If your friend is able to slay the beast before it can score another kill, that player will be given a special reward.
If you own more than one console and are wondering which platform is best, it’s the PS4 version. Ruling out the last-gen versions, because you can obviously do better, both the PS4 and Xbox One versions will run at 1080p. However, the PS3 and PS4 versions come with free bonus content, including a The Last of Us themed dungeon and a rare ‘Guise of the Colossi’ armor set inspired by Shadow of the Colossus.
When the Reaper of Souls expansion arrived earlier this year, it introduced a number of changes and new features that were designed with player feedback in mind. Blizzard noticed a bunch of folks were playing through the same chapters of the campaign, over and over and over again, to farm the areas for specific items, loot or experience.
The Adventure Mode is Blizzard’s way of making that less frustrating and time-consuming. In this mode, every waypoint is unlocked for all players and each of the five acts can be reached at any time. Events are still available, but all of the story and dialogue bits have been taken out, making it easier to farm enemies and bosses without all of the exposition.
The expansion also introduced a new class, the Crusader, which acts like the Paladin from Diablo II. This class excels at medium to close range combat and has an arsenal of holy abilities, many of which help them double as a support class.
The endgame was also expanded upon with a fifth chapter that’s set in Westmarch and follows fallen angel Malthael, the new angel of death. He’s stolen the Soulstone that contains within it the essence of every Prime Evil. For those unfamiliar with the Diablo canon, that’s a very bad thing.

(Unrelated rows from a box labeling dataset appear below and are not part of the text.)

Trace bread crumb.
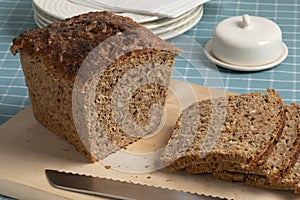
[104,165,111,169]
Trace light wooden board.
[0,81,300,200]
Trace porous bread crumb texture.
[11,12,180,162]
[163,95,300,193]
[162,90,284,171]
[214,103,300,193]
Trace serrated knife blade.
[45,169,204,200]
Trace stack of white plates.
[33,0,203,39]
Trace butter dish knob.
[241,14,252,28]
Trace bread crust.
[11,12,181,162]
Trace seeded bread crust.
[209,103,300,193]
[162,89,284,173]
[187,103,300,182]
[11,12,180,162]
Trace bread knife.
[45,169,205,200]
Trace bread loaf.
[161,89,284,173]
[11,12,180,161]
[213,103,300,193]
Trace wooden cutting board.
[0,81,299,200]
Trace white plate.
[151,4,203,35]
[33,0,160,23]
[204,40,288,71]
[157,5,203,40]
[143,5,202,29]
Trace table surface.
[0,0,300,200]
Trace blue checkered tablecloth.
[0,0,300,200]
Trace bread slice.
[213,103,300,193]
[161,89,284,173]
[11,12,180,161]
[187,103,300,183]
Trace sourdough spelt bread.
[195,103,300,193]
[161,89,284,173]
[11,12,180,161]
[187,103,300,183]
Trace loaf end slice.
[162,89,284,173]
[11,12,181,161]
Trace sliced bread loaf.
[11,12,180,161]
[207,103,300,193]
[187,103,300,183]
[161,89,284,173]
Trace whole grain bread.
[187,103,300,183]
[213,103,300,193]
[11,12,180,161]
[161,89,285,173]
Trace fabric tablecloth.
[0,0,300,200]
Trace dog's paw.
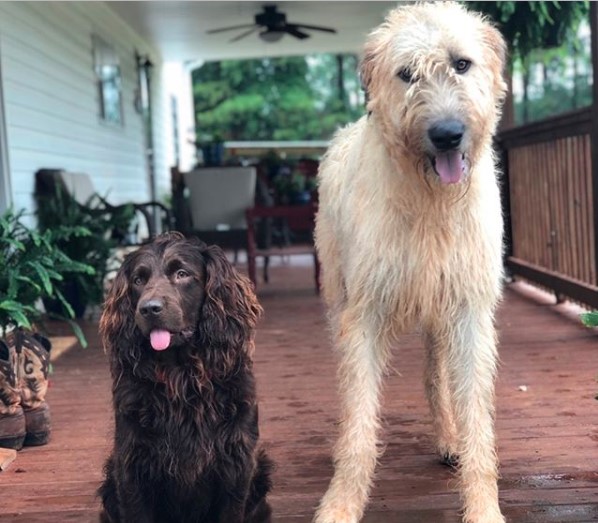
[463,510,507,523]
[440,452,459,469]
[314,508,359,523]
[314,498,362,523]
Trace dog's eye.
[453,58,471,74]
[397,67,413,84]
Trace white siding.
[0,2,178,217]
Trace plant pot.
[201,142,224,167]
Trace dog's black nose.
[428,120,465,151]
[139,298,164,316]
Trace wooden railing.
[499,108,598,307]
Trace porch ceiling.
[108,1,397,62]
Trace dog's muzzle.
[428,119,467,184]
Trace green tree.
[193,55,363,142]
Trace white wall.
[0,2,182,218]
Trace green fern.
[0,210,95,346]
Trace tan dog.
[316,3,506,523]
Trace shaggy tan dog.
[316,3,506,523]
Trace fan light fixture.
[260,29,284,43]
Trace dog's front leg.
[425,326,459,466]
[445,307,505,523]
[315,313,387,523]
[218,474,250,523]
[117,474,154,523]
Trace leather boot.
[9,329,52,446]
[0,340,26,450]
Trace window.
[92,35,123,125]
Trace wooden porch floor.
[0,260,598,523]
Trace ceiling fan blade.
[292,24,336,33]
[229,25,260,42]
[206,24,255,34]
[283,24,309,40]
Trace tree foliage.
[193,55,363,142]
[467,0,589,59]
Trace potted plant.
[195,133,224,167]
[0,210,94,451]
[36,184,135,318]
[0,210,95,346]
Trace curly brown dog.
[316,2,505,523]
[99,233,270,523]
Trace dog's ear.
[100,257,135,353]
[198,245,262,350]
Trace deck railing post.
[590,2,598,285]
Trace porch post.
[590,2,598,285]
[0,47,13,214]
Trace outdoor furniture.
[245,203,320,293]
[182,167,256,259]
[35,169,173,244]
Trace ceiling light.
[260,29,284,42]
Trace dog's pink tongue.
[150,329,170,350]
[434,151,464,183]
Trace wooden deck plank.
[0,264,598,523]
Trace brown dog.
[100,233,270,523]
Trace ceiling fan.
[207,5,336,42]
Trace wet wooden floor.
[0,267,598,523]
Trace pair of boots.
[0,329,52,450]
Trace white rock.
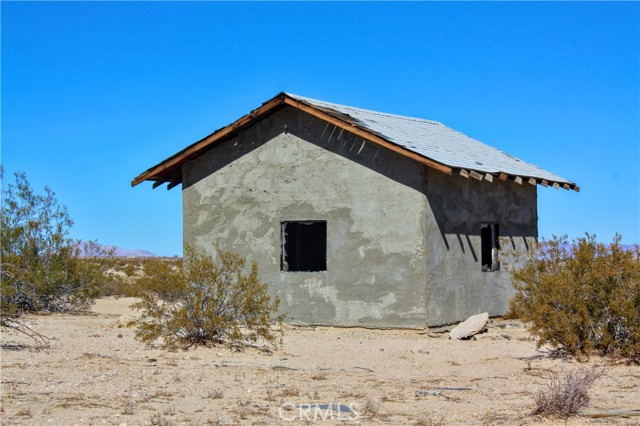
[449,312,489,340]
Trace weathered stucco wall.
[426,170,538,325]
[183,108,427,327]
[183,107,537,327]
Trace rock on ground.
[449,312,489,340]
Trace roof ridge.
[283,92,446,127]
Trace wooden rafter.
[131,94,285,186]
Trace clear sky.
[1,2,640,255]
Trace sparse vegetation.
[131,246,283,349]
[510,234,640,362]
[363,396,381,417]
[532,367,603,418]
[0,170,111,343]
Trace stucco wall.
[183,107,537,327]
[183,108,427,327]
[426,169,538,325]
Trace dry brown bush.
[532,367,604,418]
[130,246,283,349]
[509,234,640,362]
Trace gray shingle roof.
[286,93,575,186]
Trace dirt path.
[0,298,640,426]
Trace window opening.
[480,223,500,272]
[280,220,327,272]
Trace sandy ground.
[0,298,640,426]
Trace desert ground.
[0,298,640,426]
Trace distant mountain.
[80,241,157,257]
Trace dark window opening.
[280,221,327,272]
[480,223,500,272]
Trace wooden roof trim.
[131,92,580,192]
[131,93,285,186]
[284,96,453,174]
[454,169,580,192]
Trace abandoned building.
[132,93,579,328]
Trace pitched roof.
[131,92,579,191]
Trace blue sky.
[1,2,640,255]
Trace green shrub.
[131,247,283,349]
[0,171,110,322]
[510,234,640,361]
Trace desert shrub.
[131,247,283,349]
[532,368,603,418]
[509,234,640,361]
[0,171,110,328]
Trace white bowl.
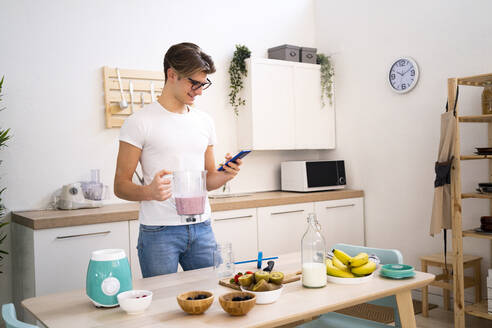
[241,285,284,304]
[118,290,152,314]
[326,272,374,285]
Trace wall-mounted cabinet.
[237,58,335,150]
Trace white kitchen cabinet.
[294,64,335,149]
[314,198,365,249]
[237,58,335,150]
[258,203,314,257]
[212,208,258,261]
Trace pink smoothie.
[176,196,205,215]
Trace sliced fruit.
[270,271,284,285]
[350,261,377,276]
[331,256,350,272]
[255,271,270,283]
[349,253,369,267]
[332,249,352,265]
[326,259,355,278]
[252,279,270,292]
[237,273,253,287]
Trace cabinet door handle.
[325,204,355,210]
[214,214,253,221]
[271,210,304,215]
[56,230,111,239]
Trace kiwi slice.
[237,273,253,287]
[252,279,270,292]
[270,271,284,285]
[255,271,270,283]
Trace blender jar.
[173,171,207,223]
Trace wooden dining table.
[22,253,434,328]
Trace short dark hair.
[164,42,215,81]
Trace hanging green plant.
[229,44,251,115]
[0,77,10,273]
[316,54,335,107]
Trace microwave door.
[306,161,338,188]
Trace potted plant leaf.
[316,53,335,107]
[0,76,10,273]
[229,44,251,115]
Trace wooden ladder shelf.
[448,73,492,328]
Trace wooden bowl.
[176,290,214,314]
[219,292,256,316]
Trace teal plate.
[380,271,415,279]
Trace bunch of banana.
[326,249,377,278]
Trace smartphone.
[217,150,251,171]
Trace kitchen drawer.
[258,203,314,257]
[212,208,258,261]
[314,198,365,249]
[33,221,129,296]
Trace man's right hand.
[149,170,172,201]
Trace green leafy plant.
[229,44,251,115]
[316,54,335,107]
[0,76,11,273]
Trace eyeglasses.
[188,78,212,90]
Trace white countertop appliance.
[280,160,347,192]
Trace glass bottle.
[301,213,326,288]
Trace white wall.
[315,0,492,299]
[0,0,319,312]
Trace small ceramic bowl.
[176,290,214,314]
[219,292,256,316]
[117,290,153,314]
[241,285,284,304]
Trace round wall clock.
[388,57,419,93]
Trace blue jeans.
[137,220,217,278]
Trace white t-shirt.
[120,102,216,225]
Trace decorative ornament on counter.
[388,57,419,93]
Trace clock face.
[388,58,419,93]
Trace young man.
[114,43,241,278]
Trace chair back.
[332,244,403,264]
[2,303,39,328]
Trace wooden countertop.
[12,189,364,230]
[22,253,434,328]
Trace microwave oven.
[280,161,347,192]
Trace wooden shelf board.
[460,155,492,161]
[458,114,492,123]
[458,73,492,87]
[463,229,492,239]
[465,300,492,320]
[461,192,492,199]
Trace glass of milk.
[301,213,326,288]
[173,171,207,223]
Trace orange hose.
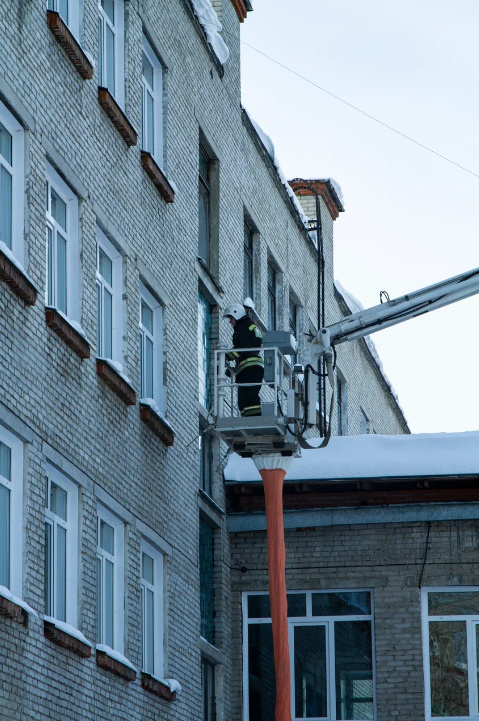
[259,468,291,721]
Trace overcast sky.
[242,0,479,433]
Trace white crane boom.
[316,268,479,352]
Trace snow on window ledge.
[0,586,38,618]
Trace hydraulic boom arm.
[313,268,479,353]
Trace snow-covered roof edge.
[190,0,230,65]
[334,279,409,430]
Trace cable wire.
[236,36,479,183]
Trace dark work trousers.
[236,366,264,416]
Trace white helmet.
[223,303,246,320]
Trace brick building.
[0,0,408,721]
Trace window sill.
[43,619,91,658]
[45,306,90,360]
[98,86,138,147]
[96,648,136,681]
[141,673,180,701]
[96,358,136,406]
[140,400,175,446]
[0,246,37,305]
[141,150,175,203]
[47,10,93,80]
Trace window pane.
[429,621,469,716]
[313,591,371,616]
[50,481,67,521]
[248,623,276,721]
[294,626,328,718]
[44,523,53,616]
[103,560,113,647]
[428,591,479,616]
[106,26,115,95]
[334,621,374,721]
[0,166,12,250]
[145,589,155,673]
[56,233,67,314]
[141,553,154,585]
[51,188,67,230]
[200,519,215,643]
[100,520,115,556]
[0,123,12,165]
[55,526,67,621]
[0,441,12,481]
[145,338,153,398]
[101,0,115,25]
[141,299,153,335]
[98,248,113,286]
[146,93,155,155]
[102,288,113,358]
[0,484,10,588]
[198,183,210,263]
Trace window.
[198,143,211,265]
[0,103,25,261]
[96,228,122,363]
[141,36,163,168]
[199,518,215,644]
[48,0,80,39]
[46,164,78,319]
[198,292,211,409]
[45,467,78,626]
[98,0,125,107]
[422,586,479,720]
[140,541,163,678]
[243,591,374,721]
[268,263,276,330]
[96,507,125,653]
[201,658,216,721]
[336,370,348,436]
[0,426,23,598]
[243,219,254,300]
[198,421,213,496]
[139,283,165,411]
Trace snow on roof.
[334,280,407,423]
[191,0,230,65]
[243,106,309,227]
[224,431,479,483]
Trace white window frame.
[242,588,376,721]
[139,281,166,413]
[96,226,123,363]
[0,426,23,598]
[421,586,479,721]
[98,0,125,108]
[141,35,164,170]
[140,539,164,678]
[45,162,79,321]
[45,465,78,628]
[0,102,25,265]
[97,505,125,654]
[47,0,80,40]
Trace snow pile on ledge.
[224,431,479,483]
[243,106,316,225]
[334,280,406,418]
[43,616,93,648]
[96,643,138,673]
[0,586,38,618]
[191,0,230,65]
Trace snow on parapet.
[191,0,230,65]
[224,431,479,483]
[334,280,407,422]
[243,106,309,228]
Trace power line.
[237,36,479,183]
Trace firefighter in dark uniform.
[223,303,264,416]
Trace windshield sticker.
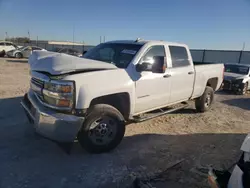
[122,49,137,55]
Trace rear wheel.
[0,50,6,57]
[77,104,125,153]
[240,82,248,95]
[15,52,23,58]
[195,86,214,112]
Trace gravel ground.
[0,59,250,188]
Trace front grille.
[31,77,44,88]
[223,80,232,90]
[30,77,44,101]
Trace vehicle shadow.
[6,59,28,63]
[0,97,246,188]
[222,98,250,110]
[215,90,236,95]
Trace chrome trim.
[31,71,50,82]
[21,90,85,142]
[35,93,72,111]
[30,82,42,94]
[20,101,35,121]
[43,89,73,100]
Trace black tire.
[195,86,214,112]
[239,82,248,95]
[15,52,23,59]
[77,104,125,153]
[0,50,6,57]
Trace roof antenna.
[135,38,142,42]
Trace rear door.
[5,42,16,52]
[22,46,32,57]
[135,45,170,113]
[0,42,5,52]
[169,46,195,103]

Even if you’ve already played through Diablo III, the Ultimate Evil Edition is worth checking out. Blizzard has even made it possible to transfer your characters across platforms, so if you bought it originally for Xbox 360 but you want to see all of the exclusive content the PS4 has, you can actually transfer your characters to the PS4 version of the game.
The Final Word: This is without a doubt the ultimate version of Diablo III. If it’s gold, gear, glory and a good time you seek, this offers all that and more.